Telling vaccine manufacturers to use the same strains as a previous year will make their tasks simpler. Part of the art of making flu vaccine is coaxing viruses to grow well and deliver a good yield. Having worked with these viruses before should mean manufacturers that make flu vaccine have a bit of a leg up.
But an easy job this year could mean a particularly tough one might be down the road, Cox noted.
"Next time could be very challenging. Several different components could change," she said in an interview from Geneva.
Until recently, seasonal flu vaccines were all trivalent products designed to protect against three strains of flu viruses, two influenza As — H1N1 and H3N2 — and one of two families of influenza B viruses.
In recent years some manufacturers have started to make a four-component or quadrivalent vaccine which contains the two influenza As and the two B viruses.

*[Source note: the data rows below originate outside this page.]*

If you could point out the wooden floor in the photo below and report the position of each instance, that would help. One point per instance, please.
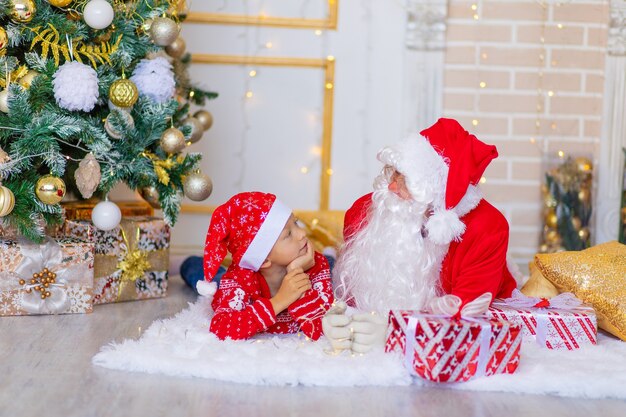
(46, 371)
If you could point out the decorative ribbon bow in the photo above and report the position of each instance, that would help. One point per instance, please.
(449, 307)
(565, 301)
(36, 258)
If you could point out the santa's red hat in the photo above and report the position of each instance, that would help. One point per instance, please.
(247, 226)
(442, 168)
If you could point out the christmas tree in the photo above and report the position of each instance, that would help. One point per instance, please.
(94, 93)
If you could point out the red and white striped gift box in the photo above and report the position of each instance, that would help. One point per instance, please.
(557, 323)
(446, 349)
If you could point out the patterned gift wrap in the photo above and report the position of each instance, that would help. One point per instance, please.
(445, 349)
(553, 323)
(131, 261)
(55, 277)
(81, 210)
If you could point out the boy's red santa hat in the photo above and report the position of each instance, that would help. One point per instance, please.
(442, 168)
(247, 226)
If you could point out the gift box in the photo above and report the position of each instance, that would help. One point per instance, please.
(54, 277)
(446, 349)
(561, 322)
(81, 210)
(131, 261)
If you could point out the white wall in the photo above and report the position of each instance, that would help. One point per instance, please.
(263, 142)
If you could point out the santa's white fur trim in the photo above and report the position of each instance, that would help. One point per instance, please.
(444, 226)
(206, 288)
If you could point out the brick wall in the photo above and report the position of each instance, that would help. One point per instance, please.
(496, 63)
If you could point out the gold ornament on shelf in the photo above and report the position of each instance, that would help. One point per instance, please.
(205, 118)
(4, 101)
(60, 3)
(197, 129)
(163, 31)
(198, 186)
(172, 140)
(123, 93)
(551, 219)
(151, 195)
(7, 201)
(88, 175)
(23, 10)
(4, 41)
(584, 164)
(50, 189)
(177, 48)
(27, 79)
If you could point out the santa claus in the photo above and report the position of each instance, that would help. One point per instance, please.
(425, 239)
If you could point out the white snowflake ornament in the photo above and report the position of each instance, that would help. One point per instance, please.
(154, 79)
(76, 86)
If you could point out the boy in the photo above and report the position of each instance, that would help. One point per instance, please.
(265, 288)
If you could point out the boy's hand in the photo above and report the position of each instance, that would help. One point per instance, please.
(305, 261)
(295, 283)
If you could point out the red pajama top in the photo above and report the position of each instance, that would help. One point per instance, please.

In addition to news on the composition of next winter's flu vaccine, Thursday also saw an update on how well this year's vaccine is doing at protecting the people who got it.
The U.S. CDC released interim vaccine effectiveness estimates which suggest that vaccination reduced the risk of getting sick enough to need medical care by about 61 per cent this year on average across all age groups. The H1N1 component of the vaccine reduced the risk by 62 per cent on average, according to the U.S. data.
A Canadian study on the effectiveness of this year's flu vaccine released earlier this month showed slightly higher rates of protection — 71 per cent overall for the vaccine and 74 per cent for the H1N1 component.
It's not clear why the rates differ. Dr. Anne Schuchat, director of the CDC's national centre for immunization and respiratory diseases, said the differences were likely related to methodologic issues — how the studies were done — and probably did not signal that there was a real difference in how well the vaccine protected in Canada versus the United States.
Skowronski, who led the Canadian vaccine effectiveness study, said U.S. estimates are typically lower than Canadian ones. Cox said in general terms the estimates are largely similar: "It's absolutely the same ballpark."